CleanSteve

By CleanSteve

Nailsea Tithe Barn

Four of us trustees of the Stroud Preservation Trust drove together to the south of Bristol today, where we attended a meeting of the South West Association of Preservation Trusts. We meet approximately every quarter at a venue arranged by one of the trusts, where we not only exchange information but also get to see any restoration work they have achieved locally.

A group in Nailsea, an old Somerset industrial town, invited us this month and we met at a local pub for the morning and then lunch.  Following this we went to visit the adjacent Tithe Barn, originally built in about 1490, which the local community raised money for and sympathetically restored in 2011. It is situated right next to the church, and as we walked up to the barn a funeral was just beginning. After the service a wake was being held inside this barn so we had to quickly have our conducted tour during which I quickly took this picture.

Then we drove across the small town to where the remains of a very important coal mining area still exists, thanks to the protection arranged over many years by various local groups. The site was reckoned to be nearly unique and one of the few remnants of the coal mining industry not completely destroyed after the mines' closure. The site was very overgrown now but we were allowed to explore and persue some of the buildings and the archaeological remnants. Hopefully money will be raised in due course for its proper restoration but it will take a long time as it is now owned by the local authority who have many calls on their funds and energy. I wish the project well however.
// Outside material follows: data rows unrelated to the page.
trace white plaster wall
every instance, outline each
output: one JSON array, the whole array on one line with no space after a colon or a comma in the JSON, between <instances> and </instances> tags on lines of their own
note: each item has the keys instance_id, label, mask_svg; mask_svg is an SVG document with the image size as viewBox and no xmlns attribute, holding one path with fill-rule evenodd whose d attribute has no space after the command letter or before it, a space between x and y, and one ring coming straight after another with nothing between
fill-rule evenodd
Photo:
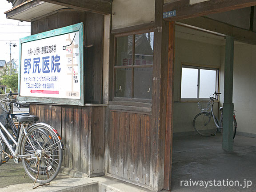
<instances>
[{"instance_id":1,"label":"white plaster wall","mask_svg":"<svg viewBox=\"0 0 256 192\"><path fill-rule=\"evenodd\" d=\"M220 90L224 92L225 48L222 48ZM256 134L256 46L234 47L233 100L237 111L237 131ZM222 104L223 98L220 101Z\"/></svg>"},{"instance_id":2,"label":"white plaster wall","mask_svg":"<svg viewBox=\"0 0 256 192\"><path fill-rule=\"evenodd\" d=\"M180 38L175 39L174 64L173 131L194 131L192 122L199 112L197 102L180 102L181 62L220 66L221 46ZM215 104L217 112L218 103Z\"/></svg>"},{"instance_id":3,"label":"white plaster wall","mask_svg":"<svg viewBox=\"0 0 256 192\"><path fill-rule=\"evenodd\" d=\"M206 16L240 28L249 29L251 7L209 15Z\"/></svg>"},{"instance_id":4,"label":"white plaster wall","mask_svg":"<svg viewBox=\"0 0 256 192\"><path fill-rule=\"evenodd\" d=\"M155 0L113 0L112 29L153 22Z\"/></svg>"}]
</instances>

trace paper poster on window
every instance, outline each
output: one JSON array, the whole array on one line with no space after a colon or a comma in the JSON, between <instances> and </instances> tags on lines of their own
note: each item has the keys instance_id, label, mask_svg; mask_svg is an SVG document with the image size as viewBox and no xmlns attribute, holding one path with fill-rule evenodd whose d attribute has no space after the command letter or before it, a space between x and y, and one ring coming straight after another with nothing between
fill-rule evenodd
<instances>
[{"instance_id":1,"label":"paper poster on window","mask_svg":"<svg viewBox=\"0 0 256 192\"><path fill-rule=\"evenodd\" d=\"M80 35L78 31L22 43L20 96L81 100Z\"/></svg>"}]
</instances>

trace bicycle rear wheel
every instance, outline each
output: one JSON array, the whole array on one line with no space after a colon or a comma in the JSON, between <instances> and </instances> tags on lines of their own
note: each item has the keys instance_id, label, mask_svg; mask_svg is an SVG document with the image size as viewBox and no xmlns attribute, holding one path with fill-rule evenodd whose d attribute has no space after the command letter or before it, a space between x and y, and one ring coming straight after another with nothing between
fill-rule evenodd
<instances>
[{"instance_id":1,"label":"bicycle rear wheel","mask_svg":"<svg viewBox=\"0 0 256 192\"><path fill-rule=\"evenodd\" d=\"M61 144L50 128L44 125L32 127L21 142L22 164L28 175L40 184L48 183L57 176L63 160Z\"/></svg>"},{"instance_id":2,"label":"bicycle rear wheel","mask_svg":"<svg viewBox=\"0 0 256 192\"><path fill-rule=\"evenodd\" d=\"M212 115L208 112L197 114L194 118L193 126L197 133L204 136L215 135L217 130Z\"/></svg>"}]
</instances>

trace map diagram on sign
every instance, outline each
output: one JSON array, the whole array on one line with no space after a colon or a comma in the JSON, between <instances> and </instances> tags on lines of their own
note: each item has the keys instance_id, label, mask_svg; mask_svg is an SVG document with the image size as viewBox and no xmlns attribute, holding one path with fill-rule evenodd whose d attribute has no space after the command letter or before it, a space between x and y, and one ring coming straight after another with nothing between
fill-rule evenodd
<instances>
[{"instance_id":1,"label":"map diagram on sign","mask_svg":"<svg viewBox=\"0 0 256 192\"><path fill-rule=\"evenodd\" d=\"M77 62L79 61L79 50L78 44L75 44L76 34L72 39L71 38L70 34L68 34L68 39L66 40L68 42L68 45L63 46L63 49L66 50L67 54L66 57L68 62L67 64L67 75L71 81L71 87L68 88L66 92L66 95L68 96L77 97L80 96L79 92L74 91L74 87L76 84L79 84L80 77L78 68L79 65Z\"/></svg>"}]
</instances>

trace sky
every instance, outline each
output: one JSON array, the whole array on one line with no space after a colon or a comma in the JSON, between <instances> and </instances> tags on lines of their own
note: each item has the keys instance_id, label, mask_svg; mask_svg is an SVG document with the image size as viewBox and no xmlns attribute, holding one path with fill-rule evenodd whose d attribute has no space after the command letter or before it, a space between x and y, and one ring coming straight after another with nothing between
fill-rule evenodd
<instances>
[{"instance_id":1,"label":"sky","mask_svg":"<svg viewBox=\"0 0 256 192\"><path fill-rule=\"evenodd\" d=\"M0 5L0 60L10 61L9 43L17 47L12 47L12 59L19 64L20 38L30 35L30 23L6 18L4 12L12 8L12 4L6 0L1 0ZM8 43L8 44L7 44Z\"/></svg>"}]
</instances>

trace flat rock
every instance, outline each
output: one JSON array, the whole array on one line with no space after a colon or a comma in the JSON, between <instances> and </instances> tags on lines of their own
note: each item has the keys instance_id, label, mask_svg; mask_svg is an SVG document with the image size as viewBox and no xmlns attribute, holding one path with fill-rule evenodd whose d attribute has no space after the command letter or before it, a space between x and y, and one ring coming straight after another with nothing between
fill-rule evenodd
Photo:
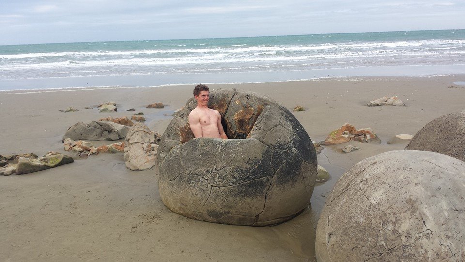
<instances>
[{"instance_id":1,"label":"flat rock","mask_svg":"<svg viewBox=\"0 0 465 262\"><path fill-rule=\"evenodd\" d=\"M89 124L79 122L70 127L63 137L73 140L118 140L126 137L129 127L112 122L93 121Z\"/></svg>"},{"instance_id":2,"label":"flat rock","mask_svg":"<svg viewBox=\"0 0 465 262\"><path fill-rule=\"evenodd\" d=\"M107 122L113 122L113 123L116 123L117 124L119 124L120 125L123 125L124 126L127 126L128 127L132 127L133 125L134 124L134 123L129 120L127 116L124 116L124 117L119 117L116 118L113 118L111 116L107 117L106 118L102 118L98 121L106 121Z\"/></svg>"},{"instance_id":3,"label":"flat rock","mask_svg":"<svg viewBox=\"0 0 465 262\"><path fill-rule=\"evenodd\" d=\"M151 130L145 125L136 123L126 137L124 149L126 167L134 171L150 169L156 161L160 133Z\"/></svg>"},{"instance_id":4,"label":"flat rock","mask_svg":"<svg viewBox=\"0 0 465 262\"><path fill-rule=\"evenodd\" d=\"M436 152L465 161L465 110L430 122L414 136L405 149Z\"/></svg>"},{"instance_id":5,"label":"flat rock","mask_svg":"<svg viewBox=\"0 0 465 262\"><path fill-rule=\"evenodd\" d=\"M399 143L407 143L413 138L413 136L409 134L398 134L388 141L388 144L397 144Z\"/></svg>"},{"instance_id":6,"label":"flat rock","mask_svg":"<svg viewBox=\"0 0 465 262\"><path fill-rule=\"evenodd\" d=\"M163 103L155 103L147 106L147 108L163 108L165 107Z\"/></svg>"},{"instance_id":7,"label":"flat rock","mask_svg":"<svg viewBox=\"0 0 465 262\"><path fill-rule=\"evenodd\" d=\"M344 148L342 148L342 152L344 153L350 153L353 151L355 151L356 150L362 150L358 147L356 147L355 146L352 146L352 145L348 145L345 147L344 147Z\"/></svg>"},{"instance_id":8,"label":"flat rock","mask_svg":"<svg viewBox=\"0 0 465 262\"><path fill-rule=\"evenodd\" d=\"M73 158L56 152L49 152L42 157L19 157L17 164L11 163L0 168L0 175L21 175L53 168L72 163Z\"/></svg>"},{"instance_id":9,"label":"flat rock","mask_svg":"<svg viewBox=\"0 0 465 262\"><path fill-rule=\"evenodd\" d=\"M323 166L318 165L316 174L316 182L324 183L329 180L329 173Z\"/></svg>"},{"instance_id":10,"label":"flat rock","mask_svg":"<svg viewBox=\"0 0 465 262\"><path fill-rule=\"evenodd\" d=\"M400 150L338 180L318 220L318 261L463 261L465 162Z\"/></svg>"},{"instance_id":11,"label":"flat rock","mask_svg":"<svg viewBox=\"0 0 465 262\"><path fill-rule=\"evenodd\" d=\"M376 106L380 105L393 105L395 106L405 106L405 104L401 101L397 97L388 98L384 96L382 98L373 101L370 101L367 105L368 106Z\"/></svg>"},{"instance_id":12,"label":"flat rock","mask_svg":"<svg viewBox=\"0 0 465 262\"><path fill-rule=\"evenodd\" d=\"M351 140L361 142L381 142L381 139L371 128L362 128L357 130L354 126L346 123L342 127L333 131L326 139L320 142L320 144L335 145Z\"/></svg>"}]
</instances>

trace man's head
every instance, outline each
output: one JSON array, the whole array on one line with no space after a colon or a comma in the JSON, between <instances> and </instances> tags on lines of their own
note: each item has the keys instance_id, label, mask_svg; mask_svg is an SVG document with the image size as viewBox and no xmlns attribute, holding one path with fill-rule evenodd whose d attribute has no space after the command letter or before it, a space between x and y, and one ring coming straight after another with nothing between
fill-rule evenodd
<instances>
[{"instance_id":1,"label":"man's head","mask_svg":"<svg viewBox=\"0 0 465 262\"><path fill-rule=\"evenodd\" d=\"M210 100L210 90L204 84L198 84L194 88L194 98L198 105L206 107Z\"/></svg>"},{"instance_id":2,"label":"man's head","mask_svg":"<svg viewBox=\"0 0 465 262\"><path fill-rule=\"evenodd\" d=\"M194 87L194 97L195 97L196 96L198 96L200 94L201 91L207 91L210 92L210 89L208 89L208 87L204 84L198 84Z\"/></svg>"}]
</instances>

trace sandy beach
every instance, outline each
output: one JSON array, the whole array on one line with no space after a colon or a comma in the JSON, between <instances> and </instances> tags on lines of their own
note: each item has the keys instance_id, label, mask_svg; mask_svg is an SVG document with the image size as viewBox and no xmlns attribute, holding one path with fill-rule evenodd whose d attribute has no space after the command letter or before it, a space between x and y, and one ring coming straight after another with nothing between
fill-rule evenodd
<instances>
[{"instance_id":1,"label":"sandy beach","mask_svg":"<svg viewBox=\"0 0 465 262\"><path fill-rule=\"evenodd\" d=\"M367 157L403 149L408 141L387 143L395 135L415 135L433 119L465 109L465 88L453 83L464 80L465 75L456 75L209 84L211 90L260 93L290 110L303 106L305 111L293 114L314 141L348 122L357 129L371 128L382 142L324 146L318 164L331 179L317 184L300 215L266 227L211 223L171 212L160 199L155 169L127 169L122 153L76 157L56 168L1 177L0 260L314 261L318 217L337 179ZM130 118L131 108L144 112L145 124L163 133L170 115L192 97L193 88L1 92L0 154L69 154L62 139L70 126L108 116ZM407 106L366 105L384 96L397 96ZM97 105L110 101L116 102L118 112L99 113ZM155 102L166 106L145 108ZM59 111L68 107L79 111ZM349 144L362 150L342 153Z\"/></svg>"}]
</instances>

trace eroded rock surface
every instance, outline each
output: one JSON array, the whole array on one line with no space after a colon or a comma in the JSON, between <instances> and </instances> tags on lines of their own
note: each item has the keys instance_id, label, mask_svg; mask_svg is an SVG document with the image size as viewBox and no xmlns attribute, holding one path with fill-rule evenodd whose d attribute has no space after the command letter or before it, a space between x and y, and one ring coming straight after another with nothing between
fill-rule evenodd
<instances>
[{"instance_id":1,"label":"eroded rock surface","mask_svg":"<svg viewBox=\"0 0 465 262\"><path fill-rule=\"evenodd\" d=\"M89 124L78 122L70 127L63 136L73 140L118 140L126 137L129 127L113 122L93 121Z\"/></svg>"},{"instance_id":2,"label":"eroded rock surface","mask_svg":"<svg viewBox=\"0 0 465 262\"><path fill-rule=\"evenodd\" d=\"M335 145L351 140L361 142L381 142L381 139L371 128L362 128L357 130L354 126L346 123L342 127L333 131L326 139L320 142L320 144Z\"/></svg>"},{"instance_id":3,"label":"eroded rock surface","mask_svg":"<svg viewBox=\"0 0 465 262\"><path fill-rule=\"evenodd\" d=\"M123 125L124 126L127 126L128 127L132 127L133 125L134 124L134 123L129 120L127 116L124 116L124 117L119 117L117 118L113 118L111 116L107 117L106 118L102 118L98 121L106 121L108 122L113 122L117 124L119 124L120 125Z\"/></svg>"},{"instance_id":4,"label":"eroded rock surface","mask_svg":"<svg viewBox=\"0 0 465 262\"><path fill-rule=\"evenodd\" d=\"M318 261L463 261L465 162L396 150L338 180L318 221Z\"/></svg>"},{"instance_id":5,"label":"eroded rock surface","mask_svg":"<svg viewBox=\"0 0 465 262\"><path fill-rule=\"evenodd\" d=\"M292 114L271 99L236 89L210 92L230 138L194 138L193 98L174 114L158 148L159 187L173 211L209 222L272 225L299 214L316 176L311 140Z\"/></svg>"},{"instance_id":6,"label":"eroded rock surface","mask_svg":"<svg viewBox=\"0 0 465 262\"><path fill-rule=\"evenodd\" d=\"M56 152L49 152L39 158L19 157L17 162L12 161L0 168L0 175L21 175L53 168L74 161L73 158Z\"/></svg>"},{"instance_id":7,"label":"eroded rock surface","mask_svg":"<svg viewBox=\"0 0 465 262\"><path fill-rule=\"evenodd\" d=\"M126 167L134 171L144 170L155 165L161 134L145 125L136 123L126 137L124 161Z\"/></svg>"},{"instance_id":8,"label":"eroded rock surface","mask_svg":"<svg viewBox=\"0 0 465 262\"><path fill-rule=\"evenodd\" d=\"M428 123L414 136L405 149L436 152L465 161L465 110Z\"/></svg>"},{"instance_id":9,"label":"eroded rock surface","mask_svg":"<svg viewBox=\"0 0 465 262\"><path fill-rule=\"evenodd\" d=\"M367 105L368 106L376 106L380 105L393 105L395 106L405 106L405 104L401 101L397 97L392 97L388 98L384 96L382 98L370 101Z\"/></svg>"}]
</instances>

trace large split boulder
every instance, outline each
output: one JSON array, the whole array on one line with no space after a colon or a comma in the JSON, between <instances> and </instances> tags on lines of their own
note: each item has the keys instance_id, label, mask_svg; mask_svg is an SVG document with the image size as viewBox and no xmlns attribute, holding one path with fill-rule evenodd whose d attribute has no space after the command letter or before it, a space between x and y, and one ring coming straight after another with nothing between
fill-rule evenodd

From the Tithe Barn's website:
The Tithe Barn is thought to originate from 1480. There was a hamlet of 28 subsistence farmers recorded in the area in Doomsday Book of 1086.
As early as the 14th century the community was large enough to need a church and Holy Trinity was built. The Tithe Barn adjoins the Church on one of the highest points of ground, overlooking the flat and boggy surrounding moors.
Medieval Middle Ages
Tithes were a payment in kind (one-tenth of the produce of a land holding, paid to support the local rector) until the system was changed to a monetary payment, under the Tithe Commutation Act 1836.
Coal mining flourished locally for some 400 years. Documents report that in 1507 Nailsea coal was being sold in nearby Yatton for the firing of lime kilns. The early shallow bell pits were replaced in the mid nineteenth century with deep mines.
The availability of good coal supplies attracted glass making to Nailsea. By the 1850s Nailsea boasted the fourth largest glass works in England. The fine work of skilled glass blowers resulted in a style which developed an international reputation as 'Nailsea' glass. Established in 1788 it operated until 1873 when it ceased production. Coal mining in Nailsea ceased in 1882.